Pathological and biological relevance of cytophotometric DNA content to breast carcinoma genetic progression

Abstract

Correlating cytophotometrically detectable genetic alterations to events of known biological and pathological significance in breast carcinoma has been challenging, in large part owing to the difficulty in isolating and analyzing premalignant (i.e., hyperplastic) or preinvasive (i.e., in situ carcinoma) lesions. This problem may be addressed by using histologically directed evaluation of intact, paraffin‐embedded tissue sections. Using image cytophotometry in preserved sections, we have identified clonal DNA content abnormalities (i.e., aneuploidy) in up to three‐fourths of preinvasive breast carcinomas. Moreover, comparison of ploidy determinations between residual in situ and corresponding invading neoplastic populations suggests that host invasion is accompanied by measurable DNA content shifts in many cases. Image cytophotometric DNA content abnormalities are also detectable in florid/atypical proliferative lesions, albeit less frequently (∼25% of cases) and to a lesser extent (i.e., near‐diploid) than in situ carcinomas. Taken together, these findings imply an association between clonal DNA content aberrations and histologic disease progression. Although the sensitivity of cytophotometric ploidy assessments in tissue sections is limited by nuclear sectioning artifact and overlap, the presence of genomic instability in precursor lesions is supported by evidence of individual chromosome aneuploidy, which can be demonstrated in tissue sections by interphase cytogenetics with fluorescent, centromere‐specific probes.
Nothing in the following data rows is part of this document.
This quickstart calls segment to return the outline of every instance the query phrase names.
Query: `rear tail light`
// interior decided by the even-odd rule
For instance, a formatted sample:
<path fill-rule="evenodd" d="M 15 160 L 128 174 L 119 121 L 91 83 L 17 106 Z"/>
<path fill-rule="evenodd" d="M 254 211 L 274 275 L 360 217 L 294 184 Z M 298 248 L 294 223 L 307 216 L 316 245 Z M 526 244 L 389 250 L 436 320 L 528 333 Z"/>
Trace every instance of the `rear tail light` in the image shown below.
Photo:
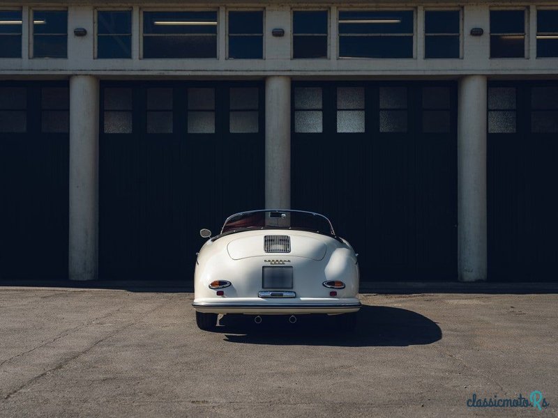
<path fill-rule="evenodd" d="M 322 283 L 324 286 L 330 289 L 344 289 L 345 283 L 339 280 L 327 280 Z"/>
<path fill-rule="evenodd" d="M 210 289 L 222 289 L 223 288 L 229 287 L 231 285 L 230 281 L 227 280 L 213 280 L 209 284 Z"/>

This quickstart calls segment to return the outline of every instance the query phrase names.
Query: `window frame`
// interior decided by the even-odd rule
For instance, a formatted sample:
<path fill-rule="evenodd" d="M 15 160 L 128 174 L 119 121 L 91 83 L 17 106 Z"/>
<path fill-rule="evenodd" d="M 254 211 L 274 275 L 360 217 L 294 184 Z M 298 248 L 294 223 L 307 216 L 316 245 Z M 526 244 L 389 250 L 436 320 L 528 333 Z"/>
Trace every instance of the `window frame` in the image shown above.
<path fill-rule="evenodd" d="M 20 12 L 20 15 L 21 16 L 22 23 L 20 26 L 20 31 L 19 33 L 15 32 L 10 33 L 0 33 L 0 39 L 2 38 L 2 36 L 17 36 L 19 35 L 20 36 L 20 56 L 3 56 L 0 57 L 0 59 L 21 59 L 23 58 L 23 21 L 24 21 L 24 10 L 22 7 L 0 7 L 0 12 Z M 15 26 L 15 25 L 14 25 Z"/>
<path fill-rule="evenodd" d="M 492 22 L 490 22 L 490 12 L 492 11 L 513 11 L 513 10 L 523 10 L 523 33 L 492 33 Z M 529 29 L 529 8 L 526 6 L 510 6 L 510 7 L 505 7 L 505 6 L 497 6 L 497 7 L 489 7 L 488 8 L 488 28 L 489 28 L 489 33 L 488 33 L 488 58 L 489 59 L 529 59 L 529 35 L 530 32 Z M 492 36 L 519 36 L 520 35 L 523 36 L 523 56 L 492 56 L 492 48 L 490 47 L 490 43 L 492 43 Z"/>
<path fill-rule="evenodd" d="M 411 34 L 413 40 L 413 46 L 412 46 L 412 56 L 406 56 L 406 57 L 398 57 L 398 58 L 392 58 L 392 57 L 370 57 L 370 56 L 340 56 L 341 49 L 340 49 L 340 38 L 341 33 L 339 31 L 339 15 L 342 12 L 405 12 L 405 11 L 412 11 L 413 12 L 413 32 Z M 339 8 L 337 9 L 337 16 L 335 16 L 335 24 L 337 25 L 337 44 L 336 44 L 336 59 L 338 60 L 352 60 L 352 59 L 379 59 L 379 60 L 386 60 L 386 59 L 416 59 L 416 44 L 417 44 L 417 15 L 418 15 L 418 10 L 416 6 L 414 7 L 392 7 L 392 8 Z M 374 33 L 374 34 L 366 34 L 363 35 L 363 36 L 382 36 L 386 35 L 386 33 Z M 388 33 L 387 35 L 395 36 L 409 36 L 409 33 L 396 33 L 396 34 L 390 34 Z"/>
<path fill-rule="evenodd" d="M 98 40 L 99 40 L 99 33 L 98 33 L 98 28 L 99 28 L 99 18 L 98 18 L 98 13 L 99 12 L 130 12 L 130 17 L 131 17 L 131 26 L 130 27 L 130 57 L 119 57 L 119 58 L 99 58 L 98 56 Z M 93 59 L 133 59 L 134 58 L 134 10 L 132 8 L 104 8 L 104 7 L 99 7 L 95 8 L 93 10 L 93 36 L 95 39 L 93 40 Z M 123 36 L 127 35 L 127 33 L 111 33 L 111 35 L 101 35 L 101 36 Z"/>
<path fill-rule="evenodd" d="M 262 58 L 234 58 L 229 56 L 229 36 L 231 34 L 229 33 L 229 13 L 230 12 L 262 12 Z M 241 61 L 246 61 L 246 60 L 262 60 L 266 59 L 266 8 L 227 8 L 225 10 L 225 59 L 231 59 L 232 61 L 236 60 L 241 60 Z M 259 33 L 234 33 L 232 36 L 259 36 Z"/>
<path fill-rule="evenodd" d="M 558 56 L 538 56 L 538 47 L 537 44 L 537 40 L 538 40 L 538 12 L 540 11 L 545 11 L 545 10 L 554 10 L 558 12 L 558 6 L 537 6 L 535 9 L 535 29 L 534 29 L 534 36 L 535 36 L 535 59 L 558 59 Z M 544 33 L 547 36 L 555 36 L 556 42 L 558 42 L 558 31 L 557 32 L 542 32 L 541 33 Z"/>
<path fill-rule="evenodd" d="M 66 12 L 66 56 L 65 57 L 46 57 L 46 56 L 35 56 L 35 30 L 34 30 L 34 19 L 33 13 L 36 12 Z M 29 59 L 68 59 L 68 38 L 69 37 L 70 13 L 68 8 L 66 7 L 30 7 L 27 14 L 27 20 L 29 22 Z M 52 34 L 50 34 L 52 35 Z M 60 33 L 57 35 L 61 35 Z M 48 36 L 48 35 L 47 35 Z"/>
<path fill-rule="evenodd" d="M 145 58 L 144 56 L 144 39 L 145 37 L 145 33 L 144 33 L 144 12 L 163 12 L 163 13 L 178 13 L 178 12 L 215 12 L 216 15 L 216 56 L 213 57 L 208 57 L 208 58 L 180 58 L 180 57 L 170 57 L 170 58 Z M 220 56 L 220 51 L 219 51 L 219 38 L 220 36 L 220 33 L 219 31 L 219 28 L 220 26 L 220 14 L 219 13 L 219 7 L 213 7 L 213 8 L 165 8 L 165 7 L 146 7 L 146 8 L 140 8 L 139 10 L 140 13 L 140 18 L 139 18 L 139 25 L 140 25 L 140 30 L 138 31 L 139 36 L 140 36 L 140 56 L 138 57 L 139 59 L 148 59 L 148 60 L 172 60 L 172 59 L 179 59 L 179 60 L 195 60 L 195 59 L 202 59 L 202 60 L 218 60 Z M 147 36 L 150 36 L 152 35 L 148 34 Z M 165 36 L 165 35 L 156 35 L 156 36 Z"/>
<path fill-rule="evenodd" d="M 303 33 L 297 35 L 294 33 L 294 12 L 326 12 L 327 13 L 327 27 L 326 32 L 326 56 L 321 58 L 294 58 L 294 36 L 323 36 L 323 33 Z M 331 9 L 330 8 L 291 8 L 291 59 L 331 59 Z"/>
<path fill-rule="evenodd" d="M 457 58 L 448 58 L 448 57 L 437 57 L 437 58 L 427 58 L 426 57 L 426 37 L 427 36 L 455 36 L 456 33 L 430 33 L 428 34 L 426 32 L 426 13 L 427 12 L 459 12 L 459 33 L 457 33 L 459 36 L 459 56 Z M 425 8 L 423 17 L 424 18 L 423 24 L 423 36 L 424 36 L 424 55 L 422 57 L 423 59 L 430 60 L 430 59 L 463 59 L 463 32 L 465 30 L 465 24 L 464 24 L 464 15 L 465 13 L 463 13 L 463 8 L 462 7 L 428 7 Z"/>

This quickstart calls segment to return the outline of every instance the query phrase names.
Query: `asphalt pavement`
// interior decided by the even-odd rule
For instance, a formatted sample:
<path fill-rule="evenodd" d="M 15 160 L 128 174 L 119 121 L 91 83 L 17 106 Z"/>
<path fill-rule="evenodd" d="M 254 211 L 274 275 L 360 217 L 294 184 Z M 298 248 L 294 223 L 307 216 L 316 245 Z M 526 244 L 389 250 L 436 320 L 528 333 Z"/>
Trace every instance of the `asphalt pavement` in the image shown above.
<path fill-rule="evenodd" d="M 558 416 L 556 293 L 363 294 L 354 332 L 193 296 L 0 287 L 0 417 Z"/>

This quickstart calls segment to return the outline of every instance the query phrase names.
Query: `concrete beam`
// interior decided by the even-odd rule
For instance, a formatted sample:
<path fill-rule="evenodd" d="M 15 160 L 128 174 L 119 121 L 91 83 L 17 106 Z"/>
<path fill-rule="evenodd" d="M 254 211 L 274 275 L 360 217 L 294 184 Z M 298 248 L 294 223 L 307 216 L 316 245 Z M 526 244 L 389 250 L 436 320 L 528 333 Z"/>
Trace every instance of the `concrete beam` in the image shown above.
<path fill-rule="evenodd" d="M 459 82 L 458 116 L 458 247 L 461 281 L 486 280 L 486 94 L 483 75 Z"/>
<path fill-rule="evenodd" d="M 99 81 L 70 79 L 70 237 L 71 280 L 97 278 Z"/>
<path fill-rule="evenodd" d="M 291 79 L 266 79 L 266 208 L 291 206 Z"/>

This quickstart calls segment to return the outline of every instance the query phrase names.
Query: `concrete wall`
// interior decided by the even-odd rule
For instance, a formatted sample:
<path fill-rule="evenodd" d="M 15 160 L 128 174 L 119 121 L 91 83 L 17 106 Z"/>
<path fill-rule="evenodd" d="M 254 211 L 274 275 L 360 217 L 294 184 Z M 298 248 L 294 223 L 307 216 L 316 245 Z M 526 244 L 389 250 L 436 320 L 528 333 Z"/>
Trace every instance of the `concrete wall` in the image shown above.
<path fill-rule="evenodd" d="M 60 1 L 66 7 L 66 1 Z M 149 4 L 151 10 L 153 5 Z M 502 3 L 496 5 L 506 6 Z M 509 4 L 506 3 L 508 7 Z M 557 3 L 558 4 L 558 3 Z M 103 3 L 106 7 L 106 3 Z M 176 6 L 167 4 L 157 6 L 158 10 L 169 8 L 180 10 L 194 8 L 195 4 Z M 199 5 L 197 5 L 198 8 Z M 369 77 L 369 76 L 435 76 L 453 77 L 467 74 L 506 75 L 558 75 L 558 59 L 536 59 L 536 10 L 534 6 L 527 6 L 527 25 L 529 31 L 526 43 L 528 45 L 527 58 L 525 59 L 490 59 L 490 22 L 488 4 L 466 4 L 462 8 L 462 58 L 459 59 L 424 59 L 423 58 L 423 16 L 424 10 L 431 8 L 458 7 L 451 3 L 402 3 L 397 6 L 384 5 L 384 7 L 414 8 L 416 13 L 415 24 L 415 51 L 412 59 L 337 59 L 337 22 L 340 8 L 347 6 L 342 4 L 333 6 L 325 4 L 307 5 L 310 8 L 329 8 L 330 10 L 330 57 L 329 59 L 291 59 L 292 22 L 291 10 L 300 8 L 296 4 L 252 4 L 250 8 L 265 9 L 265 59 L 228 60 L 225 56 L 226 33 L 225 19 L 227 10 L 237 9 L 249 4 L 225 6 L 205 6 L 218 10 L 218 57 L 206 59 L 141 59 L 140 58 L 140 15 L 143 6 L 119 3 L 118 7 L 129 7 L 133 11 L 133 59 L 93 59 L 94 6 L 70 6 L 68 10 L 68 59 L 29 59 L 27 57 L 27 38 L 29 33 L 29 17 L 31 6 L 23 7 L 24 15 L 24 54 L 22 59 L 2 59 L 0 61 L 0 77 L 10 75 L 70 75 L 79 72 L 93 73 L 101 76 L 137 75 L 142 77 L 183 76 L 183 77 L 262 77 L 269 75 L 289 76 L 324 77 Z M 2 7 L 20 8 L 21 2 L 6 2 Z M 116 7 L 116 6 L 115 6 Z M 355 10 L 370 8 L 369 3 L 352 5 Z M 379 7 L 379 6 L 378 6 Z M 37 6 L 44 8 L 44 6 Z M 76 27 L 85 28 L 88 33 L 80 38 L 73 35 Z M 469 34 L 473 27 L 484 29 L 480 37 Z M 285 31 L 282 38 L 271 36 L 273 28 L 282 28 Z M 531 50 L 532 49 L 532 50 Z"/>

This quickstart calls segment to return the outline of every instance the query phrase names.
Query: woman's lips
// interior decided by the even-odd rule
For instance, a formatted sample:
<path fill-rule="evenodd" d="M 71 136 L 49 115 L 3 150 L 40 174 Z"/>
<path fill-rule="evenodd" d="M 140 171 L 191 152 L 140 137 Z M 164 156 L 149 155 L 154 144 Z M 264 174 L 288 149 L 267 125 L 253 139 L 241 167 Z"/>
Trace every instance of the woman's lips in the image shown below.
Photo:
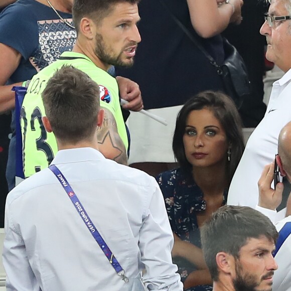
<path fill-rule="evenodd" d="M 196 159 L 196 160 L 201 160 L 201 159 L 203 159 L 206 156 L 207 156 L 207 154 L 204 154 L 204 153 L 194 153 L 192 154 L 192 156 Z"/>

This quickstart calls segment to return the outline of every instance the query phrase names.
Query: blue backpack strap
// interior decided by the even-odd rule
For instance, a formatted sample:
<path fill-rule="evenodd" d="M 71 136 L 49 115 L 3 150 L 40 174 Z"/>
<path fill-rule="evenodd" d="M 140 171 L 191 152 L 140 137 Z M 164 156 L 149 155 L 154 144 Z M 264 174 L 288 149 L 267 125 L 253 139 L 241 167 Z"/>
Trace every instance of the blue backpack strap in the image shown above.
<path fill-rule="evenodd" d="M 278 240 L 277 240 L 277 243 L 276 243 L 276 249 L 273 253 L 273 256 L 275 256 L 278 251 L 280 249 L 280 248 L 282 246 L 284 242 L 286 240 L 286 239 L 291 234 L 291 222 L 286 222 L 284 226 L 282 227 L 281 230 L 279 231 L 279 237 L 278 237 Z"/>
<path fill-rule="evenodd" d="M 15 86 L 12 90 L 15 92 L 15 128 L 16 134 L 16 176 L 24 179 L 22 160 L 22 137 L 21 135 L 21 112 L 24 96 L 27 88 L 20 86 Z"/>

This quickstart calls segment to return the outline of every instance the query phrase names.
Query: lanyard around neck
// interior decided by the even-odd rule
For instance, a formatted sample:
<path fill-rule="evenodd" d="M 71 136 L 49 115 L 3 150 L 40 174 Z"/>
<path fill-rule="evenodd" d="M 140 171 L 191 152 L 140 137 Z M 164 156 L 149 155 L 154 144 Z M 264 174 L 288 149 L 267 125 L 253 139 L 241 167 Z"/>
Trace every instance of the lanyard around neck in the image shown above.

Further, presence of intra‐tumoral clonal DNA content heterogeneity is confirmed by cytogenetic studies showing co‐existing near‐diploid chromosome number modes in many tumors with hyperdiploid stemlines. Karyotypic stemline analyses imply polyploidization events are an important mechanism of clonal evolution leading to genetic heterogeneity. Recent studies also demonstrate predictable relationships between cytophotometric and karyotypic alterations, as well as between cytophotometric ploidy and molecular level events. Therefore, we conclude that cytophotometrically detectable DNA content anomalies may precede unequivocal morphologic transformation in breast neoplasia. Moreover, clonal DNA content evolution via endoreduplication may not only accompany biologically critical steps in histologic progression of breast tumors, but may also be reflected in DNA histogram patterns.